Na mais recente ata do Copom, de resto praticamente idêntica à sua versão anterior, os diretores do BC apresentaram uma escassa novidade. No lugar de sua crença anterior acerca do “balanço expansionista do setor público”, agora acreditam que “criam-se condições para que, no horizonte relevante para a política monetária, o balanço do setor público se desloque para a zona de neutralidade”.
Independentemente do português particularíssimo que ilumina os documentos do BC, o significado dessa expressão é simplesmente “acreditamos que o governo vai controlar seus gastos nos próximos dois anos, o que terá implicações para nossas próximas decisões acerca da taxa de juros”.

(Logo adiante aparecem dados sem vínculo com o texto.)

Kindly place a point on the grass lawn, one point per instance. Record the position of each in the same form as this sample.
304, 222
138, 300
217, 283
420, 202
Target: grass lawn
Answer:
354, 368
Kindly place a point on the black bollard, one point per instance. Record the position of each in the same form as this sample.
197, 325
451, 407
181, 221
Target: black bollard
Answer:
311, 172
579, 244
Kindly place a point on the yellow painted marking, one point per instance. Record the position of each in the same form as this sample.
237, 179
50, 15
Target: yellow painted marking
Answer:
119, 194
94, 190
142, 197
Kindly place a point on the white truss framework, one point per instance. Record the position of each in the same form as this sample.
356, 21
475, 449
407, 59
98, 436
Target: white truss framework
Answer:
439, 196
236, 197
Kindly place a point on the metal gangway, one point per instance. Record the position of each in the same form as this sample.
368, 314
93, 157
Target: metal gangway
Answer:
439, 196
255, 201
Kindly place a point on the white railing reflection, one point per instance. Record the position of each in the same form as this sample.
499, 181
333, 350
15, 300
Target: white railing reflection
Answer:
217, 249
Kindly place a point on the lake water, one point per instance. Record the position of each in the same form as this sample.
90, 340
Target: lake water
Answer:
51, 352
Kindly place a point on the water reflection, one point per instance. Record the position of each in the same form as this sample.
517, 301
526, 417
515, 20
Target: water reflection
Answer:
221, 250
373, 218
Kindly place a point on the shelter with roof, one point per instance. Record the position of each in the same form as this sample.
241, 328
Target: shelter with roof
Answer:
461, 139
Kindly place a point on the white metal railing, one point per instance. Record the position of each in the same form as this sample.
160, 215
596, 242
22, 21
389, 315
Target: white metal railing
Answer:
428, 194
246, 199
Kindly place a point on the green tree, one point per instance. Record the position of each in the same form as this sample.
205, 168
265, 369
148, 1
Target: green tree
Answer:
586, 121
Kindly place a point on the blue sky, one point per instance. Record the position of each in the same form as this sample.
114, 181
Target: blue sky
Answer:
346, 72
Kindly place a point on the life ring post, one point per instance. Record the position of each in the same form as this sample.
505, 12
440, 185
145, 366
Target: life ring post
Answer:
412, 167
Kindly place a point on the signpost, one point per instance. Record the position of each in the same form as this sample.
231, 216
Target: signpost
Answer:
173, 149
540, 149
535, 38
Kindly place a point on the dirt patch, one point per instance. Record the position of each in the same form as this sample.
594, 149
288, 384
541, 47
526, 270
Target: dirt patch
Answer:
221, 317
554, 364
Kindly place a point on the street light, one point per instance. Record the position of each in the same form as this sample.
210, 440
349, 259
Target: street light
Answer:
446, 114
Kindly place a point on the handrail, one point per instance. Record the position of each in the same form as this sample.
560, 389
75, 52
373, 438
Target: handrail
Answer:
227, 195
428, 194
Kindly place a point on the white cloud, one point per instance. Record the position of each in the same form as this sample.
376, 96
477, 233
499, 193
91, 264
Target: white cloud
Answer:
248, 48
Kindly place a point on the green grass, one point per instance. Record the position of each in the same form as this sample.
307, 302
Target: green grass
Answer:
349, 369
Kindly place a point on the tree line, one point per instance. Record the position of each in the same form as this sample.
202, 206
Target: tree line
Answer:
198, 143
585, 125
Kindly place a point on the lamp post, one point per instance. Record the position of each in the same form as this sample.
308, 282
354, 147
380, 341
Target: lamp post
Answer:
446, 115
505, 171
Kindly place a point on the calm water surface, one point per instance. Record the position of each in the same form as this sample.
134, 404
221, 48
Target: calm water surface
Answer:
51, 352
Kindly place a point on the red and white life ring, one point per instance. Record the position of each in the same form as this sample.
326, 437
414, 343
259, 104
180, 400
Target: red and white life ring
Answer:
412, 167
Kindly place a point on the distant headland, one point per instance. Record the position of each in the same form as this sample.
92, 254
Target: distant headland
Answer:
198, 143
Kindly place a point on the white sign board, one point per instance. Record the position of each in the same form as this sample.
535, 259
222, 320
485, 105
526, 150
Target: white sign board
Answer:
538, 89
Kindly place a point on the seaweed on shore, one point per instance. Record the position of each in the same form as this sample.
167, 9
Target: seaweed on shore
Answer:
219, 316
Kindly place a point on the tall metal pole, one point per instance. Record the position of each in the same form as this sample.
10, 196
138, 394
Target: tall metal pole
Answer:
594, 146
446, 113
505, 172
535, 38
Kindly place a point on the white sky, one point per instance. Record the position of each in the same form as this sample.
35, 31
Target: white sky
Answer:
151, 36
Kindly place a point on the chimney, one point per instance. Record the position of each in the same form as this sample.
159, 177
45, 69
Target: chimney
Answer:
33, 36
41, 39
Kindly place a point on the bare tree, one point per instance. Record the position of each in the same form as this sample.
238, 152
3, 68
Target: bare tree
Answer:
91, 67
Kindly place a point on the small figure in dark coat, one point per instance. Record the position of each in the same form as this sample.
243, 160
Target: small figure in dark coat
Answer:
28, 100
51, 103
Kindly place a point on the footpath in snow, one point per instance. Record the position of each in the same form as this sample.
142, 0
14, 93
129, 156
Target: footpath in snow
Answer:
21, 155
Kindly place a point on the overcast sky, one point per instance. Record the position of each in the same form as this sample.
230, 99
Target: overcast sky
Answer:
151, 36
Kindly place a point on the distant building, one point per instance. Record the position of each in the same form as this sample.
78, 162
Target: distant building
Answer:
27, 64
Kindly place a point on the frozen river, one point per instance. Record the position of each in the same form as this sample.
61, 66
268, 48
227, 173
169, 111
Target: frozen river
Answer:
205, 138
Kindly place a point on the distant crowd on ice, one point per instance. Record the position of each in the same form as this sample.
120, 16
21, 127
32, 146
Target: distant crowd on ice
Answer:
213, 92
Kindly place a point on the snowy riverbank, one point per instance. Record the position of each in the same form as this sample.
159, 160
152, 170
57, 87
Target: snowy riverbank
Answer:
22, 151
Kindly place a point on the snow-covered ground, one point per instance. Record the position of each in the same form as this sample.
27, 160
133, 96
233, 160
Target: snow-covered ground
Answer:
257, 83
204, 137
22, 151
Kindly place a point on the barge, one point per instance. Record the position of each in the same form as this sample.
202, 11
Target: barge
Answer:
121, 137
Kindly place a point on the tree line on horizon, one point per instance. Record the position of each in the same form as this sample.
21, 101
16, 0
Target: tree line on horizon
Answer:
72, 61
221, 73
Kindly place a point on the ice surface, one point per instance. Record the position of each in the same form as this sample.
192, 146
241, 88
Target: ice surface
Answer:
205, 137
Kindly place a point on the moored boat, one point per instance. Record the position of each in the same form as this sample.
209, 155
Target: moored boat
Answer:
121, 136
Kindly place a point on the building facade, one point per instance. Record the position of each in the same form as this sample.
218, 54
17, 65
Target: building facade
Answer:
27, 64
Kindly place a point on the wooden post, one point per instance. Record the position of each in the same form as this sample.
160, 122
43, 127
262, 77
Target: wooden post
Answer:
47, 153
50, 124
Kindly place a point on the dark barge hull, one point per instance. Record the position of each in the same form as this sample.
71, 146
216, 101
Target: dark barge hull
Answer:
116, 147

Trata-se de afirmação curiosa. O superavit primário do governo como um todo, devidamente expurgado da criatividade contábil que assola o Tesouro Nacional, encolheu para menos de 1% do PIB (Produto Interno Bruto) no período de 12 meses encerrado em julho deste ano. É um valor ainda menor do que o registrado no fim de 2009, quando a economia ainda se recuperava da crise internacional.
Para fins de comparação, entre 2003 e 2008 essa mesma medida registrou um superavit médio equivalente a 3,2% do PIB, reduzindo-se à metade no período 2009-2012. Por qualquer ótica que se adote, a política fiscal nunca foi tão frouxa, pelo menos desde 1998, ainda antes da adoção do regime de metas para a inflação e do câmbio flutuante.
Sim, o Orçamento federal enviado recentemente ao Congresso promete um superavit superior a 2% do PIB em 2014, mas o Orçamento para 2013 igualmente assegurava um saldo bastante superior ao que deverá ser observado no fim deste ano.
É também impossível ignorar tanto as eleições do ano que vem como a atitude dessa mesma equipe econômica no último pleito. Em 2010, apesar dos sinais mais que claros de recuperação da economia (quando o PIB cresceu 7,5%), não houve o menor esforço para tirar o pé do acelerador fiscal, pelo contrário.
À luz do estado atual das finanças públicas, assim como do histórico deplorável da atual equipe no que tange ao desempenho fiscal em anos eleitorais, nenhum economista minimamente atento estaria disposto a comprar, a valor de face, a noção de que “o balanço do setor público se deslocará para a zona de neutralidade”, ou, na língua de Camões, que o governo esteja disposto a fazer um ajuste digno deste nome no ano que vem.
No entanto, foi exatamente isso que o BC não apenas comprou mas fez questão de deixar (literalmente) registrado em ata.
É bem verdade que o comportamento recente da inflação não qualifica os membros do Copom para a categoria dos “economistas minimamente atentos”, mas nem mesmo eles poderiam ter caído tão ingenuamente no conto da “austeridade fiscal no ano que vem”.
Nesse caso, por que teriam deixado de lado a posição (moderadamente) crítica com relação à política fiscal e expressado publicamente sua fé nas promessas governamentais?
A resposta pertence ao Copom, mas posso arriscar uma hipótese: porque o BC sabe que enfrenta limites políticos à elevação da Selic e terá que encerrar o processo de aperto monetário nos próximos meses, com a taxa de juros ainda abaixo de 10% ao ano.
As próprias projeções do BC sugerem que isso não será suficiente (a inflação permaneceria bem acima da meta até meados de 2015, pelo menos), mas nesse caso o BC teria a desculpa de “ter sido traído” (a mesma que tentou emplacar, injustificadamente, nos últimos meses), com a vantagem de ter, desta vez, registrado por escrito sua crença inabalável nas juras do governo.
A valer essa conjectura, nada mais há na mudança de posição do BC que o reconhecimento de sua submissão ao governo, apenas levemente disfarçada pela aparente ingenuidade acerca dos compromissos fiscais. São oito personagens em busca de uma desculpa, evitando cuidadosamente cumprir as funções que a sociedade delegou ao Banco Central.